Reputation: 21
I'm trying to parse a RTF file using Apache Tika. Inside the file there is a table with several columns.
The problem is that the parser writes out the result without any information in which column the value was.
What I'm doing right now is:
AutoDetectParser adp = new AutoDetectParser(tc);
Metadata metadata = new Metadata();
String mimeType = new Tika().detect(file);
metadata.set(Metadata.CONTENT_TYPE, mimeType);
BodyContentHandler handler = new BodyContentHandler();
InputStream fis = new FileInputStream(file);
adp.parse(fis, handler, metadata, new ParseContext());
fis.close();
System.out.println(handler.toString());
It works but I need to know like meta-information.
Is there already a Handler which outputs something like HTML with a structure of the read RTF file?
Upvotes: 2
Views: 3559
Reputation: 48346
I would suggest that rather than asking Tika for the plain text version, then wondering where all your nice HTML information has gone, you instead just ask Tika for the document as XHTML. You'll then be able to process that to find the information you want on your RTF File
If you look at the Tika Examples or the Tika Unit Tests, you'll see this same pattern for an easy way to get the XHTML output
Metadata metadata = new Metadata();
StringWriter sw = new StringWriter();
SAXTransformerFactory factory = (SAXTransformerFactory)

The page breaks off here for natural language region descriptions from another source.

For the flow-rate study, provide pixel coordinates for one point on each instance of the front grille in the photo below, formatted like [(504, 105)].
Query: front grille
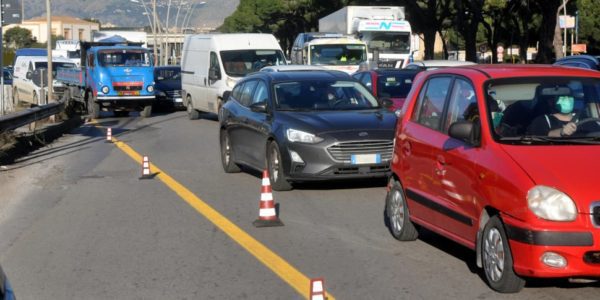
[(120, 88), (174, 94), (592, 257), (596, 214), (344, 151), (362, 170)]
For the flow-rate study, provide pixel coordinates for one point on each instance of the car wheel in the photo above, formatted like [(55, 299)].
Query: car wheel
[(398, 216), (497, 259), (146, 112), (93, 107), (227, 161), (193, 114), (275, 167)]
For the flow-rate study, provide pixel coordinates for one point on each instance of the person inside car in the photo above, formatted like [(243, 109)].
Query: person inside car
[(557, 124)]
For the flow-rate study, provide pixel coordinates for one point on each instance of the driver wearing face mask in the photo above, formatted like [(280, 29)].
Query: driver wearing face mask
[(557, 124)]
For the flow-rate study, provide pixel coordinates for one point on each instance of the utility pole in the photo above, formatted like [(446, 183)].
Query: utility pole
[(154, 32), (49, 47)]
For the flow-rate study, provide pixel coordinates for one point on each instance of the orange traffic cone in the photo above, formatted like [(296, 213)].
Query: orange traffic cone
[(146, 168), (109, 135), (267, 214), (317, 289)]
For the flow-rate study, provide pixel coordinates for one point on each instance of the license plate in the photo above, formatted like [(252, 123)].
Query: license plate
[(359, 159), (128, 93)]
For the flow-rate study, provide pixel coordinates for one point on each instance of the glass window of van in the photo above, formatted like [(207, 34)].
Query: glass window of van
[(239, 63)]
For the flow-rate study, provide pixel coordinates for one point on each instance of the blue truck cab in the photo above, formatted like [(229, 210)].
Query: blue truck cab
[(112, 77)]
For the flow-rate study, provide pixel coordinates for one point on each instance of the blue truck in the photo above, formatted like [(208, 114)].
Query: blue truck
[(113, 76)]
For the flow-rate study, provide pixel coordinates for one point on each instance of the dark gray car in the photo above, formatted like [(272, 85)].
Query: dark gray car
[(306, 126)]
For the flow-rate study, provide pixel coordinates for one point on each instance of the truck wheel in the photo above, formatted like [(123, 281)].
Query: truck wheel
[(93, 107), (193, 114), (146, 112)]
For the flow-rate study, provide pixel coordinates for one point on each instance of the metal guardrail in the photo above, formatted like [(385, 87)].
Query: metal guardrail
[(22, 118)]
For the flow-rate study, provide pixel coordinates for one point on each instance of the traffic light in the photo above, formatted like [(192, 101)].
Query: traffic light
[(11, 12)]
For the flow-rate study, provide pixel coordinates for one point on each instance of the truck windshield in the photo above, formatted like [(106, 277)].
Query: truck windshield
[(338, 54), (389, 42), (239, 63), (124, 57)]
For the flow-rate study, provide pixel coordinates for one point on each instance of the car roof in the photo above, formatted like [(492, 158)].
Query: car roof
[(301, 75), (511, 71), (288, 68), (440, 63)]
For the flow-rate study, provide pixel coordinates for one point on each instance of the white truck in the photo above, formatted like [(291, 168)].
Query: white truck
[(383, 28)]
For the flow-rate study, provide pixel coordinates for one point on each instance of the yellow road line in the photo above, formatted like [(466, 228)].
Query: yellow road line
[(278, 265)]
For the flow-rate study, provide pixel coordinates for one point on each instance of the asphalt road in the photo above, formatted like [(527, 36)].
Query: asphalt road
[(77, 223)]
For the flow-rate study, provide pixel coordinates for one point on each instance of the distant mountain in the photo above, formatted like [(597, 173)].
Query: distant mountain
[(131, 13)]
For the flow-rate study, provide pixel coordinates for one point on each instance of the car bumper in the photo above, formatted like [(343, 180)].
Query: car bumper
[(308, 162), (579, 246)]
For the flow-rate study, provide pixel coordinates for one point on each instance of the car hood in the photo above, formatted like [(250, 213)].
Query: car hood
[(570, 169), (324, 122)]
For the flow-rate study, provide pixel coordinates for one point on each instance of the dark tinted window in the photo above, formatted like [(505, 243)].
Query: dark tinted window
[(431, 102)]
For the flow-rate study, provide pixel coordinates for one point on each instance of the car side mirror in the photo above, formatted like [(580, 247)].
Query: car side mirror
[(387, 102), (260, 107), (466, 131)]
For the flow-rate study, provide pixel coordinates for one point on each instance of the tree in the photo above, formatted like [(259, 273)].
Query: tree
[(18, 37)]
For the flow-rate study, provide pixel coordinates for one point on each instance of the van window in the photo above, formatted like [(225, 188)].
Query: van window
[(247, 91), (239, 63), (214, 65)]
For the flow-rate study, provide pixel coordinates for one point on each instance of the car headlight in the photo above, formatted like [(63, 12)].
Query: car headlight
[(294, 135), (551, 204)]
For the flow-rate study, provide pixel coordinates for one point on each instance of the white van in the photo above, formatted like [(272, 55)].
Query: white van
[(27, 78), (212, 63)]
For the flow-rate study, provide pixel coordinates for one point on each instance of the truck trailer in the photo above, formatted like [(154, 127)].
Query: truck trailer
[(384, 28)]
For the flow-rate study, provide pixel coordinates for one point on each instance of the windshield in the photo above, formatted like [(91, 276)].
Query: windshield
[(394, 85), (338, 54), (549, 107), (124, 57), (167, 74), (239, 63), (390, 42), (323, 95)]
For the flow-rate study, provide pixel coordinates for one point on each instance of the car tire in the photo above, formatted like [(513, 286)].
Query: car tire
[(229, 165), (93, 107), (398, 215), (193, 114), (146, 112), (497, 259), (275, 168)]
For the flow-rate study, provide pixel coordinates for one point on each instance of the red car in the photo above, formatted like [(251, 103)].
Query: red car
[(503, 160), (393, 84)]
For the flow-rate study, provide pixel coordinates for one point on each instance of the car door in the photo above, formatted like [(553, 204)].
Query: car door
[(259, 124), (420, 134), (454, 171), (244, 132)]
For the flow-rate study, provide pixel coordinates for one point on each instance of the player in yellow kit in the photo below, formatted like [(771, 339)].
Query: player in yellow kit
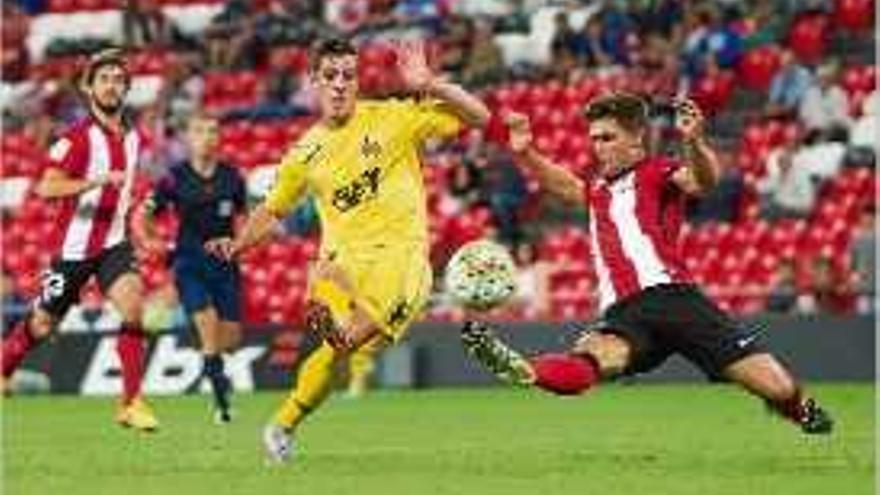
[(361, 163)]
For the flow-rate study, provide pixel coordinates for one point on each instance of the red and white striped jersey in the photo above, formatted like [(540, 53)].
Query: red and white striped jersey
[(94, 220), (635, 219)]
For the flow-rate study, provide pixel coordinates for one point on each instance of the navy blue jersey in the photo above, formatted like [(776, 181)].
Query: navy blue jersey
[(206, 207)]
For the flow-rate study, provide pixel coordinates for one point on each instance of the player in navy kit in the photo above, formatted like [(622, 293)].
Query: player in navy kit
[(207, 196)]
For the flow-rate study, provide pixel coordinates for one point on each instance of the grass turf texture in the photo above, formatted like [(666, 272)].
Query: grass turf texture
[(681, 440)]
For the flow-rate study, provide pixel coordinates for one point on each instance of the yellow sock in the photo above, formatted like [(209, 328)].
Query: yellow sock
[(312, 386), (360, 366)]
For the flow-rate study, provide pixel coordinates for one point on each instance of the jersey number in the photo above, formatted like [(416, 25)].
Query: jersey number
[(53, 285)]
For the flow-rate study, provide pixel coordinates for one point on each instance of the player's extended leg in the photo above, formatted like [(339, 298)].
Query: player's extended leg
[(361, 364), (126, 293), (315, 377), (763, 375), (26, 335), (595, 356), (213, 343)]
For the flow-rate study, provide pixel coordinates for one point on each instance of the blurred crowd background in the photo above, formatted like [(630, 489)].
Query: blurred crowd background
[(790, 88)]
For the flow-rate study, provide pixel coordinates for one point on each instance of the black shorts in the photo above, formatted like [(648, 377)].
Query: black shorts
[(63, 281), (678, 318)]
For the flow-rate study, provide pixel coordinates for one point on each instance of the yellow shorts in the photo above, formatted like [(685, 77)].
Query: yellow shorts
[(391, 285)]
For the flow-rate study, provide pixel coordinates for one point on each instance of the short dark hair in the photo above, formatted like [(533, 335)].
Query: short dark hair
[(103, 58), (629, 110), (329, 47)]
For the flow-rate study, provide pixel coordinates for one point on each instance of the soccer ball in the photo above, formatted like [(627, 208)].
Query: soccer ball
[(481, 275)]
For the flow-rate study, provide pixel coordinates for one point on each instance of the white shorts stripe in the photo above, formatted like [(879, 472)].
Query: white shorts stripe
[(607, 296)]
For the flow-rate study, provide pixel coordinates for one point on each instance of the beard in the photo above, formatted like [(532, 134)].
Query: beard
[(109, 109)]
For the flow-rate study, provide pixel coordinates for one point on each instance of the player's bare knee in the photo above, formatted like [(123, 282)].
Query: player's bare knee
[(610, 352), (233, 336)]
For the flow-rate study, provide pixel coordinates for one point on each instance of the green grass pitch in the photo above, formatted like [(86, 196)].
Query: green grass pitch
[(641, 439)]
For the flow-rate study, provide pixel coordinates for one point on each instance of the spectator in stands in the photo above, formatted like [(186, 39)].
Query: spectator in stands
[(484, 63), (762, 26), (532, 296), (505, 192), (15, 56), (788, 87), (464, 188), (825, 103), (416, 11), (864, 260), (618, 30), (863, 135), (830, 291), (514, 19), (183, 90), (14, 305), (290, 22), (823, 158), (789, 189), (231, 41), (714, 37), (562, 43), (587, 45), (144, 24), (275, 93), (455, 39), (722, 202), (785, 294)]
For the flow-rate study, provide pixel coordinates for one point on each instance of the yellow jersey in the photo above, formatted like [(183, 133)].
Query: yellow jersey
[(365, 175)]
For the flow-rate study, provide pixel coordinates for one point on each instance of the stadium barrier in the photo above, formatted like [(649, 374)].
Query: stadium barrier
[(818, 348)]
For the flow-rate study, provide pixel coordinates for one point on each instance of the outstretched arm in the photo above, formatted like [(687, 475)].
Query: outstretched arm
[(259, 226), (419, 78), (555, 179), (702, 169), (55, 183)]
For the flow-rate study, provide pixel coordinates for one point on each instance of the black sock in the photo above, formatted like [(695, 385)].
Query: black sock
[(213, 370)]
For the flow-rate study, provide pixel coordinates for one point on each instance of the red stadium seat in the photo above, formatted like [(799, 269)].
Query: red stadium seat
[(808, 37), (712, 93), (757, 67), (854, 15)]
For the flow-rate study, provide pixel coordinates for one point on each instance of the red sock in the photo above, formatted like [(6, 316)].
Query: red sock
[(565, 374), (16, 347), (130, 347)]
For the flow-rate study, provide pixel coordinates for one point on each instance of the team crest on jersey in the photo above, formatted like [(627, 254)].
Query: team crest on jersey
[(399, 313), (370, 148), (310, 153), (225, 207)]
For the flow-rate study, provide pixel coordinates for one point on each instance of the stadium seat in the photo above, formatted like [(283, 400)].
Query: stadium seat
[(757, 67), (808, 37), (854, 15)]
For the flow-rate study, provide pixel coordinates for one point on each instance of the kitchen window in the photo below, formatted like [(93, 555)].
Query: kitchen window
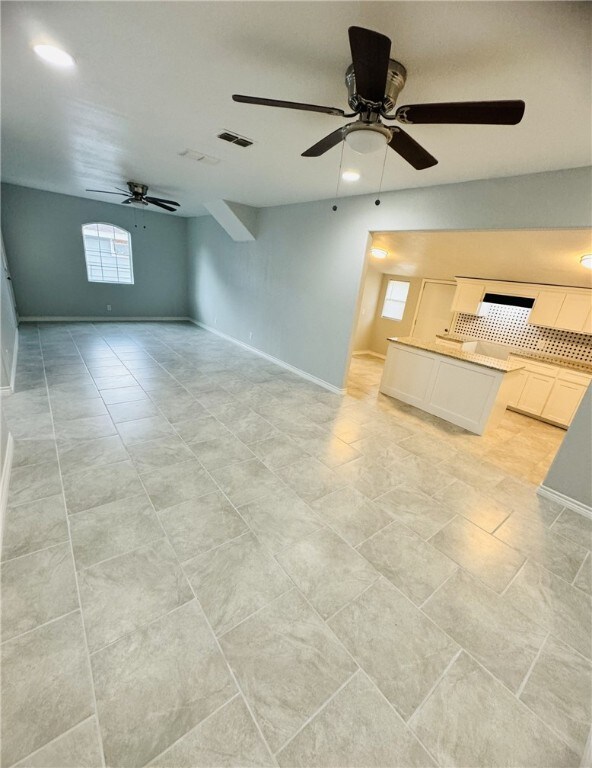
[(395, 300), (108, 254)]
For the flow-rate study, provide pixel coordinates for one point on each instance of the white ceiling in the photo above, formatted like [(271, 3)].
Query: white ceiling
[(537, 256), (155, 78)]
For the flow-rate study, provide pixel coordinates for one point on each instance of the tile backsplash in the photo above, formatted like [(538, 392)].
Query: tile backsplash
[(507, 325)]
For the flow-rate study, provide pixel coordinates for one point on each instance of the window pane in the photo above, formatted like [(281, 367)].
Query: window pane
[(395, 299), (108, 253)]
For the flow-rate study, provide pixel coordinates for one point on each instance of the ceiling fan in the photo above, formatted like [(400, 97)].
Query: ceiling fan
[(136, 195), (374, 81)]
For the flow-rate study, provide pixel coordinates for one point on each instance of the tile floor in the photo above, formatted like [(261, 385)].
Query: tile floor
[(208, 561)]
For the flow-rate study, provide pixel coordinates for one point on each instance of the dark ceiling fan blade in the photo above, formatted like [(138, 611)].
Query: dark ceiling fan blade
[(370, 56), (107, 192), (288, 104), (160, 200), (464, 112), (162, 205), (325, 144), (410, 150)]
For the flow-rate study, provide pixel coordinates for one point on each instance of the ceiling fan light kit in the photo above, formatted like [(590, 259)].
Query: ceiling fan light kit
[(138, 196), (374, 82)]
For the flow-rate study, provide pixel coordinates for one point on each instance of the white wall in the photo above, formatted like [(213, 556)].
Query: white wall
[(293, 292), (8, 323), (368, 309), (570, 472)]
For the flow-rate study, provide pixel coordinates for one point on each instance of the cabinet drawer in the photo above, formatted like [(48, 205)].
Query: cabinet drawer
[(535, 393), (563, 402)]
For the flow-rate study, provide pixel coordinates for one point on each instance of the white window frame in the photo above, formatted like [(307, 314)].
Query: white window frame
[(393, 307), (94, 259)]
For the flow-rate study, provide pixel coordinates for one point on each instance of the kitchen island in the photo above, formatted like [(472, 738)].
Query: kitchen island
[(464, 388)]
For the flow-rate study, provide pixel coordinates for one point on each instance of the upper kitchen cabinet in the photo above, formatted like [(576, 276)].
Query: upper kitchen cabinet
[(468, 297), (546, 308), (566, 309)]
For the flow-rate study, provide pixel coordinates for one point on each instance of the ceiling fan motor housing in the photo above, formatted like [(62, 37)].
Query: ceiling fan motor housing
[(395, 82)]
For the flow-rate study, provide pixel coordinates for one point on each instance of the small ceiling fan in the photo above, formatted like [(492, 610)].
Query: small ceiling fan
[(374, 82), (136, 195)]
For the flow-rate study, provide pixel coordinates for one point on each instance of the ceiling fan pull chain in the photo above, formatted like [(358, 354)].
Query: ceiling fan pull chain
[(334, 207), (377, 201)]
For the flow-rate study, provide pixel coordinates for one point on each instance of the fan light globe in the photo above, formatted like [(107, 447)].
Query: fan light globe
[(366, 140), (53, 55)]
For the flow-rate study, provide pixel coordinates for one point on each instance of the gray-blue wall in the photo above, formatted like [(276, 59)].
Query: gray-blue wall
[(43, 240), (293, 292)]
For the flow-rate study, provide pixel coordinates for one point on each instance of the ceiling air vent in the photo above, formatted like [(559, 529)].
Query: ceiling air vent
[(234, 138), (199, 157)]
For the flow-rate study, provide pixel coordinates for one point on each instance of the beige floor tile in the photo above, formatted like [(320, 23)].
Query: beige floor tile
[(500, 637), (559, 691), (37, 588), (583, 579), (356, 728), (228, 738), (78, 748), (555, 605), (46, 686), (113, 529), (480, 553), (35, 482), (235, 580), (409, 562), (418, 511), (326, 570), (351, 514), (470, 719), (401, 650), (142, 430), (575, 527), (176, 483), (280, 519), (287, 663), (155, 685), (95, 487), (159, 453), (34, 525), (121, 594), (556, 553), (310, 479), (198, 525), (479, 508)]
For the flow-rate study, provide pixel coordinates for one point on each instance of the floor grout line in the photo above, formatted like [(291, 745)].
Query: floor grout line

SAXTransformerFactory.newInstance();
TransformerHandler handler = factory.newTransformerHandler();
handler.getTransformer().setOutputProperty(OutputKeys.METHOD, "xml");
handler.getTransformer().setOutputProperty(OutputKeys.INDENT, "no");
handler.setResult(new StreamResult(sw));
parser.parse(input, handler, metadata, new ParseContext());
String xhtml = sw.toString();
Upvotes: 3